Management of Change (Part 1: The Problem)

When it comes to process safety, one area that is vitally important, yet most still struggle to implement, is management of change (MOC). In fact, the lack of a robust change management process can be traced to the main causal factors in numerous process safety events. There are many ways in which facilities manage change from simple to complex. What is common though in most MOC systems is the failure to complete the basic requirements of a management of change (MOC) system which is to “manage the changes”. For example, most MOC systems, involve completing various checklists and/or attaching documents to the MOC as the change is being completed or even after completion. Some MOC systems are so complex and involve so many levels of approval that they often get bypassed altogether. When the change is simple, engineers, contractors, and other third parties that are involved in the change are more likely to complete the requirements and provide the proper information. Lastly, even when all parties involved understand the process, do the actual equipment files get updated, procedures get revised, and training provided on the change completed with verification of understanding?

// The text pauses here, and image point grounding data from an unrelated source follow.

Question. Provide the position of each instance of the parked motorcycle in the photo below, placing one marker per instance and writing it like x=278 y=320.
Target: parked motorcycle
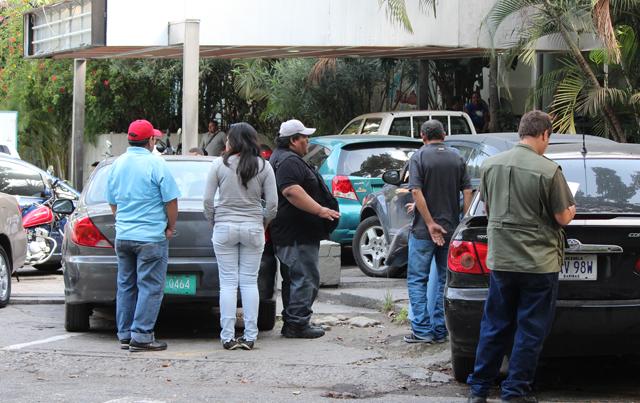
x=40 y=220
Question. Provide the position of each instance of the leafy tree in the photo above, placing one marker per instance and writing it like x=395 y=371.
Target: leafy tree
x=580 y=86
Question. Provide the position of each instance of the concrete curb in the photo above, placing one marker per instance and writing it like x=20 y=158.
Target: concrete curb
x=35 y=300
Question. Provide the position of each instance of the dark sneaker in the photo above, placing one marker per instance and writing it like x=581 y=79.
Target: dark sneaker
x=476 y=399
x=522 y=399
x=308 y=333
x=412 y=338
x=152 y=346
x=230 y=345
x=244 y=343
x=442 y=340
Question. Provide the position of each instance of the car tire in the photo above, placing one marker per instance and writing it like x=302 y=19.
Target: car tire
x=267 y=314
x=370 y=250
x=48 y=267
x=76 y=317
x=5 y=278
x=462 y=367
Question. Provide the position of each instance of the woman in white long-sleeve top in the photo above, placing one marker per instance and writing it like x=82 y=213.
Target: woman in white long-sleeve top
x=239 y=220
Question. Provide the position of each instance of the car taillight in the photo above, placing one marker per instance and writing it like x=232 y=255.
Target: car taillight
x=342 y=187
x=85 y=233
x=468 y=257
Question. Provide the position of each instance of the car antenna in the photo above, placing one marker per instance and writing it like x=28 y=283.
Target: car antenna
x=584 y=147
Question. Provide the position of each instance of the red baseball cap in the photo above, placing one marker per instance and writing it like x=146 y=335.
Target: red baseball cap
x=142 y=130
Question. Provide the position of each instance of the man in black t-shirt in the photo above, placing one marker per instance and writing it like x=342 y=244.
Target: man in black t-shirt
x=298 y=229
x=437 y=174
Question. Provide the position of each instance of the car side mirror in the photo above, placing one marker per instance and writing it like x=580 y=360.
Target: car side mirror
x=391 y=177
x=62 y=206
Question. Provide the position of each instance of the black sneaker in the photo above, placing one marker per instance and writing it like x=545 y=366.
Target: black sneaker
x=442 y=340
x=230 y=345
x=152 y=346
x=244 y=343
x=308 y=333
x=412 y=338
x=522 y=399
x=476 y=399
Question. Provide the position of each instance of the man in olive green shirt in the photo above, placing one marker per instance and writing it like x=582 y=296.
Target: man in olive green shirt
x=527 y=201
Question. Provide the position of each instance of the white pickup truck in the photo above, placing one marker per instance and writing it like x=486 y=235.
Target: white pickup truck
x=408 y=123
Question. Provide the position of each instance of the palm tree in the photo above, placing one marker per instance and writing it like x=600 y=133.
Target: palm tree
x=565 y=22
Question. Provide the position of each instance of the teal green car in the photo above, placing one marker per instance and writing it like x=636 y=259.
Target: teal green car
x=352 y=167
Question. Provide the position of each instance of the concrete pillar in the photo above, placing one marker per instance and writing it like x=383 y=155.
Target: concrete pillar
x=187 y=33
x=77 y=125
x=423 y=85
x=536 y=71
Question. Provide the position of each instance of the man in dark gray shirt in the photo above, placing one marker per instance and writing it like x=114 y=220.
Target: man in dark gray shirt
x=214 y=142
x=437 y=175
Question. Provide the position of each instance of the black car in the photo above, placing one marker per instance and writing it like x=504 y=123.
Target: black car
x=598 y=310
x=91 y=266
x=384 y=214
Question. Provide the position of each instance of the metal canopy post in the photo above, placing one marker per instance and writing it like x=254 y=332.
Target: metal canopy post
x=187 y=32
x=77 y=126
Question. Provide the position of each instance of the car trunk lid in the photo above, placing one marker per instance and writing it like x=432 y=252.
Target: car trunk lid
x=184 y=241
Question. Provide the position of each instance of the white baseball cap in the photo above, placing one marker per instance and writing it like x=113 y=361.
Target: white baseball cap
x=294 y=126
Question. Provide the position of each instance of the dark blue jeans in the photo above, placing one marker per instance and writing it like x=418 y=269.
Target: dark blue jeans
x=300 y=282
x=421 y=252
x=142 y=271
x=520 y=302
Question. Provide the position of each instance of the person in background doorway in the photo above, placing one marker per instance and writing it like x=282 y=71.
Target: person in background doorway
x=214 y=141
x=479 y=113
x=196 y=151
x=457 y=104
x=239 y=222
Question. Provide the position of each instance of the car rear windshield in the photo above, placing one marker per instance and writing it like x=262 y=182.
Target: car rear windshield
x=604 y=185
x=371 y=161
x=189 y=175
x=601 y=185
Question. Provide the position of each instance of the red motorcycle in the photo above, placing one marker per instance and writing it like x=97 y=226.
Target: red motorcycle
x=40 y=220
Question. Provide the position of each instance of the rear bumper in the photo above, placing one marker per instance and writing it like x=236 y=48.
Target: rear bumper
x=348 y=223
x=93 y=279
x=580 y=327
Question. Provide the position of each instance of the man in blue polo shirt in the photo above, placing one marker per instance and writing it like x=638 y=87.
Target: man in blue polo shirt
x=144 y=199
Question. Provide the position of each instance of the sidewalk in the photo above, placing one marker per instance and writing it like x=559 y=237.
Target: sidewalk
x=359 y=290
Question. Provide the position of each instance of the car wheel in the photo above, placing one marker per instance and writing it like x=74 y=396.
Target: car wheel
x=462 y=367
x=267 y=314
x=5 y=278
x=370 y=250
x=48 y=267
x=76 y=317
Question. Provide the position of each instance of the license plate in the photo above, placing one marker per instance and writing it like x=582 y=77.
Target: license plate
x=180 y=284
x=579 y=267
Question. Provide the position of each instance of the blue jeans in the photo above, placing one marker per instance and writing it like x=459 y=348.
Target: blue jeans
x=520 y=302
x=238 y=248
x=300 y=282
x=421 y=253
x=142 y=271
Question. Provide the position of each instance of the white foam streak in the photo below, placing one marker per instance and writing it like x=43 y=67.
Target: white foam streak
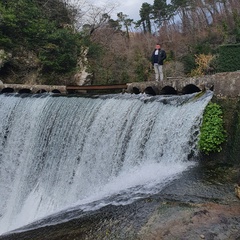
x=57 y=153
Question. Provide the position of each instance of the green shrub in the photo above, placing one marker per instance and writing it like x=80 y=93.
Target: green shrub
x=212 y=133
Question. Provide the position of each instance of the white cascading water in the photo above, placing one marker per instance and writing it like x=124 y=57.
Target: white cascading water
x=60 y=152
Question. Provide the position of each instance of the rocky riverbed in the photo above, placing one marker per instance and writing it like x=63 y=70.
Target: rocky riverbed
x=201 y=204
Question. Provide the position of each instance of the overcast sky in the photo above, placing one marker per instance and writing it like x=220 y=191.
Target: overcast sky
x=129 y=7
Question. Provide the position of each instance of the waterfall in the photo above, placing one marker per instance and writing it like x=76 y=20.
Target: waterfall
x=57 y=152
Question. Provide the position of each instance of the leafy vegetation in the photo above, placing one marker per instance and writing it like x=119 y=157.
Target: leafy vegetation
x=212 y=133
x=55 y=32
x=25 y=24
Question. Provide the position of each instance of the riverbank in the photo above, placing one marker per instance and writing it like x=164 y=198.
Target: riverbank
x=201 y=204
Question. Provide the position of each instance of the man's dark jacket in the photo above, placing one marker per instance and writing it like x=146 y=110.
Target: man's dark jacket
x=161 y=56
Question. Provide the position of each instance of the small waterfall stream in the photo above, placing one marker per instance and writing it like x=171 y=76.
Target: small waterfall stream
x=60 y=152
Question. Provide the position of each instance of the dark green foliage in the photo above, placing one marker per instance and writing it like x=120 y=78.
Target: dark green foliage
x=212 y=133
x=36 y=25
x=228 y=59
x=59 y=54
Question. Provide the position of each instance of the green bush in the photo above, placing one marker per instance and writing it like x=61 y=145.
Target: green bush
x=212 y=133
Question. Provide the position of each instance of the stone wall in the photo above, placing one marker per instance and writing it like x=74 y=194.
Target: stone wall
x=225 y=84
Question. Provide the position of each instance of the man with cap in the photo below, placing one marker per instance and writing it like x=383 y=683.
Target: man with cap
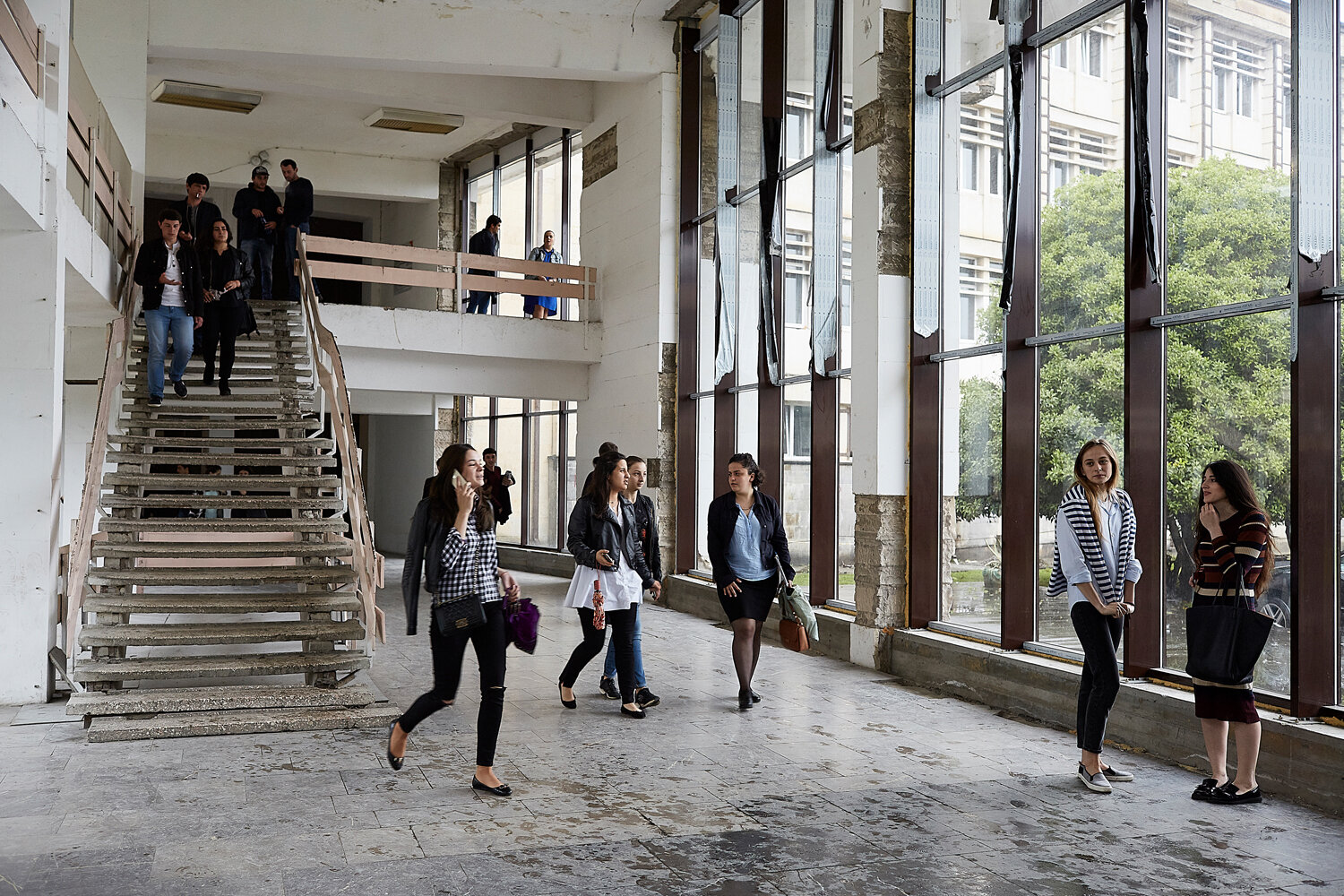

Compliance audits conducted in all industries reveal, in most cases, the answer is no. The problem is, how can the MOC system be simple to use, ensure equipment files (PSI) and procedures are accurately updated and maintained, and the training that is provided is more than just a sign-off by operations personnel.

In the next few articles, we will attempt to simplify the MOC process, and then suggest methods and tools to make the process simple and easy for all parties involved. A simple but effective MOC process can achieve that higher level of process safety.